Trudeau says epidemics should not be controlled until case numbers ‘decline’

Prime Minister Justin Trudeau today called on the provinces to adhere to strict public health measures until the number of Govt-19 cases is much lower than it is now – so that Canadians can enjoy a “one-dose summer”.

Speaking to reporters at the COVID-19 conference, Trudeau said that now that vaccines continue to be provided within the country, there will be enough footage to vaccinate every eligible Canadian by at least one dose by the end of June.

But he said vaccines alone would not crush the third wave that extends the country’s health care system to its borders.

Trudeau said stricter public health regulations, such as locks in Ontario, should take the number of COVID-19 cases to a more manageable level in the future.

Dr David Williams, Ontario’s chief medical officer, said the number of new cases reported daily in the province on Monday should be less than 1,000.

2,073 new infections have been reported in Ontario today. Alberta – the province with the largest number of individual cases in the country – has reported 1,597 new cases in the last 24 hours.

‘We could have a better summer’

Trudeau said continuous restrictions in May and early June, coupled with strong vaccinations, would allow Canadians to enjoy a normal summer-like experience.

“In some places, we all know that cases are very high. Public health restrictions cannot be eased until cases are reduced. We all want a summer where we can see our loved ones and invite our friends for a BBQ,” Trudeau said.

“We could have a better summer, a dose summer.”

Pointing to modeling data from the Public Health Agency of Canada, Trudeau said states should begin raising public health restrictions only if 75 percent of adults have at least one vaccine dose.

Watch: Trudeau asks Canadians to get their first vaccine

Prime Minister Justin Trudeau spoke to reporters during a regular epidemic conference on Tuesday. 2:10

Some provinces are on track to do it before Canada Day – but to achieve that goal most Canadians will have to roll up their sleeves for a shirt when it comes their turn.

“We need to crack down on COVID across the country,” Trudeau said.

The Prime Minister said that facilitating locking and other control measures too soon would lead to another wave of COVID-19 cases, which would disrupt the country’s progress on vaccines. According to federal data, 40 percent of adults already have a shot.

Trudeau said a single dose would follow the “two-dose fall” of summer, and many Canadians would approach the second booster COVID-19 shot.

Trudeau said he is “excited” to think about the future when vaccines are plentiful, and that COVID-19 eruptions can be managed through contact tracking and targeted actions instead of blind closures. Going there will require constant “awareness” so that the provinces can “bring the new cases under complete control,” he said.

Dr. Theresa Tom, Canada’s chief public health officer, said restricting social and economic life now would help the country avoid the fourth wave.

Tom recommends that provinces follow a formula before loosening locks: 75 percent of the population must have at least one shot, and at least 20 percent must be fully vaccinated with both doses.

The only way to beat the virus once and for all is to vaccinate Canadians, Tom said.

Tom said Canada would purchase enough of the astrogenic vaccine to give everyone who received the first dose a second shot of the same product. Concerns have been raised about rare freezing events among those who have been vaccinated with Astrogenica; Tom said other options may be available to Canadians based on the results of an ongoing UK study.

The University of Oxford is studying an “incompatible” vaccine system, giving a dose of AstraZeneca and giving a Pfizer booster shot as a result.

Although experimental data have not yet been released, some scientists recommend such a combination Forms a strong immune response Than two sizes of the same product.

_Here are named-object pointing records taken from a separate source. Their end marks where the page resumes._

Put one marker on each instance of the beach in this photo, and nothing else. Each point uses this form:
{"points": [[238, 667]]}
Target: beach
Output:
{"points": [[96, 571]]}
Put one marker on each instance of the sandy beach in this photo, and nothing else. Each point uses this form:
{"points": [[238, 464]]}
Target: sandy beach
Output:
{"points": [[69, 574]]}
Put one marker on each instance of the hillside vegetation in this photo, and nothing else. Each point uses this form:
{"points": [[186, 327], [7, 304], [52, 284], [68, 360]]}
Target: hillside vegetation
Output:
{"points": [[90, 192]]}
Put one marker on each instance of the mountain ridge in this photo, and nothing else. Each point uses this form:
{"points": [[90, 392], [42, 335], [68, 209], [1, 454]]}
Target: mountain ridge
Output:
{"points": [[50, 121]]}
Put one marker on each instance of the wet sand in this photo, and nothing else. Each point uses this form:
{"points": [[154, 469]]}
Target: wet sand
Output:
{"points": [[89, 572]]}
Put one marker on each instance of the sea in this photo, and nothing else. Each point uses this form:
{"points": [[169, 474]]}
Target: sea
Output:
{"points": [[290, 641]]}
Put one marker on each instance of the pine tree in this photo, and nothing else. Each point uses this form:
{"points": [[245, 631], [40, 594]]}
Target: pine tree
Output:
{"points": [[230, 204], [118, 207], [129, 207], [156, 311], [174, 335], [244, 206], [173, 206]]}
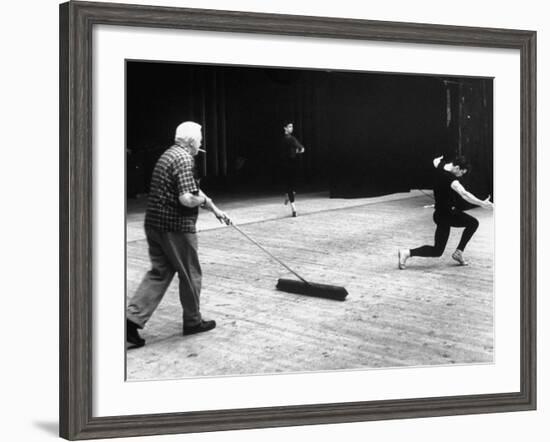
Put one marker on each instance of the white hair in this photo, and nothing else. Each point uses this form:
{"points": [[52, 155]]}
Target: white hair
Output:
{"points": [[188, 132]]}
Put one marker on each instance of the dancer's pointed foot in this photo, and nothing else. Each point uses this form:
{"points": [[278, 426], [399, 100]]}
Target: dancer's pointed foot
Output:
{"points": [[457, 256], [402, 256]]}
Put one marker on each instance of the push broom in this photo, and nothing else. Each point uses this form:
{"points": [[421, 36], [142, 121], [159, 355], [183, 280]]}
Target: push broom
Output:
{"points": [[301, 287]]}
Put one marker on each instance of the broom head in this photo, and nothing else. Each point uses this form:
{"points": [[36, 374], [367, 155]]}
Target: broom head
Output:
{"points": [[312, 289]]}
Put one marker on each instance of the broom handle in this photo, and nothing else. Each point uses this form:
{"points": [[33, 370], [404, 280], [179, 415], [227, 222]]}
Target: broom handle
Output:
{"points": [[269, 253]]}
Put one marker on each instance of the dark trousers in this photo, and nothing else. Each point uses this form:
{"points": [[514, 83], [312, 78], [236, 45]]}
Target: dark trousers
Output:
{"points": [[170, 253], [444, 222], [290, 172]]}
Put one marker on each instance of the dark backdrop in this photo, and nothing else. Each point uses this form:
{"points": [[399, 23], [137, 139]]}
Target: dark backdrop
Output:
{"points": [[365, 133]]}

Watch: Tom talks about AstraZeneca second dose and mixing vaccines

Dr. Theresa Tom, Canada’s chief public health officer, said the government would ensure that people could receive their second dose of the Astrogenene COVID-19 vaccine, and that Health Canada would continue to review studies on vaccine admixture. 1:34

“We follow the growing science to provide the most up-to-date advice on whether the combination of tables is the right way to go,” Tom said.

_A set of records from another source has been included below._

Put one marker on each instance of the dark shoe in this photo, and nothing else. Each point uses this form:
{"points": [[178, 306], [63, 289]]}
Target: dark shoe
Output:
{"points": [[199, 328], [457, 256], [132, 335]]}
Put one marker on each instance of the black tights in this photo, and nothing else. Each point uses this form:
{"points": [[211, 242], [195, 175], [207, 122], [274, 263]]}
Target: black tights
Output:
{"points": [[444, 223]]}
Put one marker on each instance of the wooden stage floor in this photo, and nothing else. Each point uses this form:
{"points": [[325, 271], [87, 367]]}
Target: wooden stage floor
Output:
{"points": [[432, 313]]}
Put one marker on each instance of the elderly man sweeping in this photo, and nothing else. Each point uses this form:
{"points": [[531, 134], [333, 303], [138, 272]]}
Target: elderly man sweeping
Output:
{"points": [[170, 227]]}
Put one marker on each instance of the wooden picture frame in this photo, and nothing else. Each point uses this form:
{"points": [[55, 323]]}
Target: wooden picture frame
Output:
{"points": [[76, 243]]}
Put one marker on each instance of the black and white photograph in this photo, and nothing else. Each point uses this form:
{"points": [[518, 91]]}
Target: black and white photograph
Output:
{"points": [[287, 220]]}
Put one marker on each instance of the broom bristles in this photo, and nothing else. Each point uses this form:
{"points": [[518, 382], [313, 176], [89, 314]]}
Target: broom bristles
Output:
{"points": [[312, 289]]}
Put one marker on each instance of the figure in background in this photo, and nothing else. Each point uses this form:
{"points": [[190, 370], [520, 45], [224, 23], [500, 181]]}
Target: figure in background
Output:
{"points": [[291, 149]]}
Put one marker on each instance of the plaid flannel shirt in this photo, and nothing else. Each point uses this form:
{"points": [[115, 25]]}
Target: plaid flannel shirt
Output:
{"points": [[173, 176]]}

The federal government will “constantly monitor” the security and distribution situation of Astrogenega – Next Delivery dates for this product have not yet been finalized – But it is ultimately up to the provinces to “determine the exact details of their vaccine roll,” Trudeau said.

Sophia Harrison

Part time worker

I'm Sophia Harrison working as a part-time staff at the Costco since the past year until I become as an author at the iron blade, hope I can use my experiences with the supermarkets here.